March 8-14: 10th Annual ReelAbilities Film Festival. One of the thrills of covering N.Y. film has been watching this unique event grow in its outreach and content; it is so much more than just a piece of clever niche programming, but an event with an impact that changes lives. This year’s schedule features some exciting films, including a profile of former WNBA star Chamique Holdsclaw, focusing on her work as a mental health advocate, and the opening-night film, “Keep the Change,” a romantic comedy about people on the autism spectrum. Venues are all over town.

March 16-22: 5th Annual Socially Relevant Film Festival. This kaleidoscope of politically committed cinema reaches its fifth birthday this spring. Among last year’s offerings was “American Socialist,” Yale Strom’s latest film. This year’s opening night movie is a biopic about the legendary colleague of Freud and Nietzsche, Lou Andreas-Salome. Cinema Village (22 E. 12th St.),

March 16: “7 Days in Entebbe.” Do we really need another retelling? This new film boasts a capable pairing of Brazilian action director Jose Padilha (“Elite Squad”) and screenwriter Gregory Burke, whose Irish Troubles drama “’71” and stage play “Black Watch” showed a superb understanding of men in combat situations. For them alone, this should be worth a look. Theater TBA.

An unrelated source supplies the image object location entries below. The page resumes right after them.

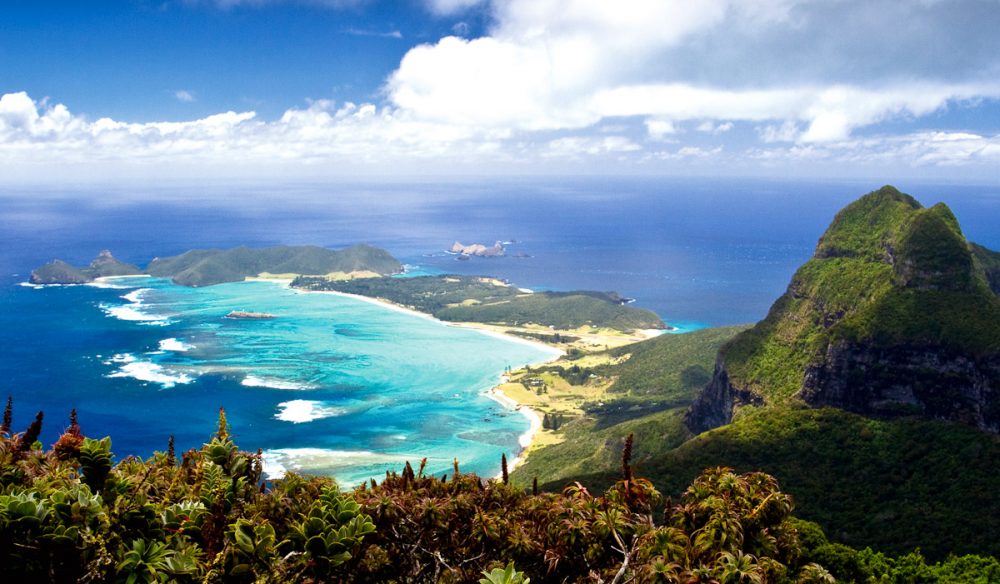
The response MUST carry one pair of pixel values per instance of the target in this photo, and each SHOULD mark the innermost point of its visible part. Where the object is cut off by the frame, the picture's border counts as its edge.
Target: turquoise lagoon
(332, 385)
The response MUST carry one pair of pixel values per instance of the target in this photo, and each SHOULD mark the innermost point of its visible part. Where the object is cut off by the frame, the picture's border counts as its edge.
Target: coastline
(526, 439)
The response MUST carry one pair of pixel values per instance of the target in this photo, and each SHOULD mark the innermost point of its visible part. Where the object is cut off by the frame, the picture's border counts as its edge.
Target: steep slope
(60, 272)
(652, 389)
(894, 315)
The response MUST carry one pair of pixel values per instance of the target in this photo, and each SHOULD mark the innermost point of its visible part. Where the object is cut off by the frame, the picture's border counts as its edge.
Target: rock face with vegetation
(894, 315)
(60, 272)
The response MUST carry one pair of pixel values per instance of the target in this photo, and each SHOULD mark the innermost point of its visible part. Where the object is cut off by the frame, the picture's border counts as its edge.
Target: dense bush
(68, 514)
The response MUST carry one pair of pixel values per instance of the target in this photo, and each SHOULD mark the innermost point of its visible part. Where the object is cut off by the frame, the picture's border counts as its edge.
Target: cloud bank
(644, 85)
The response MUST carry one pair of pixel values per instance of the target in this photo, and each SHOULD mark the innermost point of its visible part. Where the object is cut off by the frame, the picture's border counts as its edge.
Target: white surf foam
(135, 296)
(147, 371)
(38, 286)
(175, 345)
(299, 411)
(133, 311)
(273, 383)
(279, 461)
(108, 285)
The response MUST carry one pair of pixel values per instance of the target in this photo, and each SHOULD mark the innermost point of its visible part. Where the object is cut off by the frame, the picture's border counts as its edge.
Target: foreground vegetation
(487, 300)
(893, 484)
(68, 514)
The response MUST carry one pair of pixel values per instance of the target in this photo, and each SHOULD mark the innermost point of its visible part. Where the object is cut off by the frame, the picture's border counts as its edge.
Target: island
(206, 267)
(104, 265)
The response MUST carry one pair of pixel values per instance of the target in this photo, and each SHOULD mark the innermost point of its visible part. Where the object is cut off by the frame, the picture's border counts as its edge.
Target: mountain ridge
(894, 315)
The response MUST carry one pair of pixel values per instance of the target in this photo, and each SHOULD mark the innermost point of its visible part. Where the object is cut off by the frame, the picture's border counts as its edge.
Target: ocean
(347, 388)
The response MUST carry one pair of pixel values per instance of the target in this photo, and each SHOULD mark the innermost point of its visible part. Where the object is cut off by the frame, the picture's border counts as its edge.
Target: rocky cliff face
(893, 316)
(932, 382)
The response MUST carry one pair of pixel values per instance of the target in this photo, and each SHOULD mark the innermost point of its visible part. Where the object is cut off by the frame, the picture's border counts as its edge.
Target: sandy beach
(494, 393)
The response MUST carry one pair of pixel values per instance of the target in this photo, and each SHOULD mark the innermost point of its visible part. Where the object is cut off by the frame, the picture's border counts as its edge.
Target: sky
(323, 89)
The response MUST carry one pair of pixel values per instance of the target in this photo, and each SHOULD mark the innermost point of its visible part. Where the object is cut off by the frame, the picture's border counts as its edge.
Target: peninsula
(205, 267)
(581, 320)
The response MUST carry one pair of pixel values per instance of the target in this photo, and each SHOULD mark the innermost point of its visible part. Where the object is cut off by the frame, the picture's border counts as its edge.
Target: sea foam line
(273, 383)
(299, 411)
(147, 371)
(175, 345)
(132, 312)
(279, 461)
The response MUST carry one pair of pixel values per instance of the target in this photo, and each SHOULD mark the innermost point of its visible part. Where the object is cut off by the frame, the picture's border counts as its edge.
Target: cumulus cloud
(577, 80)
(335, 4)
(392, 34)
(452, 6)
(568, 64)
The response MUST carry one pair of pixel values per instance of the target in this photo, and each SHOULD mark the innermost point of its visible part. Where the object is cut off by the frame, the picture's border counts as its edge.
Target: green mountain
(652, 389)
(204, 267)
(894, 315)
(60, 272)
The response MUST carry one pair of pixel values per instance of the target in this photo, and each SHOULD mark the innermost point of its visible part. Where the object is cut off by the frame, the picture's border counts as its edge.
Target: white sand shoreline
(526, 439)
(495, 393)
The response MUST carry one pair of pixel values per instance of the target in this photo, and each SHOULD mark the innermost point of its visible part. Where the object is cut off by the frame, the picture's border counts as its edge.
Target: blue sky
(366, 88)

March 23: “Ismael’s Ghosts.” Arnaud Desplechin has almost always had strong Jewish subtext and subplots rumbling through his films. “Ismael’s Ghosts,” continues in that vein, with blocked filmmaker Ismael (Mathieu Amalric, wonderful as usual) and his famous Jewish writer father-in-law, dealing with the sudden reappearance of Ismael’s long-vanished wife. Desplechin throws the elements of the film together in a wild gumbo that is equal parts Hitchcock drama of memory, Blake Edwards Hollywood farce and his own brand of quirky romanticism with a darkly comic undertone. Theater TBA.

March 28-April 8: New Directors/New Films. The daddy of all the NYC spring film festivals, now in its 47th year. Co-sponsored by the Museum of Modern Art and the Film Society of Lincoln Center (both of which screen the films), the event’s discoveries have included such major figures as Kelly Reichardt, Spike Lee, Pedro Almodovar and many more, and it has long been a favored venue for emerging Israeli directors.

April 11: “Hitler’s Hollywood.” What happens when genuinely evil men gain control of major mass-media outlets? Given current events, this is a question of more than merely historical interest, and this new documentary by Rüdiger Suchsland is pertinent viewing not only for film buffs. Having seized complete control over the massive German film industry in 1933, the Nazis might have been expected to shovel out propaganda non-stop but very few of the thousand or so feature films they produced were preachy agitprop, a fact worth keeping in mind today, and one that preoccupies Suchsland. Film Forum (209 W. Houston St.),

April 18-29: Tribeca Film Festival. Another high point in the movie-goer’s spring schedule. This year’s TFF opens with a documentary about the late Gilda Radner and will undoubtedly include many Jewish-themed films (it always does), as well as a generous selection of American indie and global offerings that run the gamut of subjects and styles.

April 27: “Disobedience.” After the death of her father, an Orthodox rabbi, a young woman reluctantly returns to her former community in London, bringing controversy in her wake. Rachel McAdams, Rachel Weisz and Alessandro Nivola star in this adaptation of Naomi Alderman’s popular novel, a first English-language feature for Chilean director Sebastian Lelio. Theater TBA.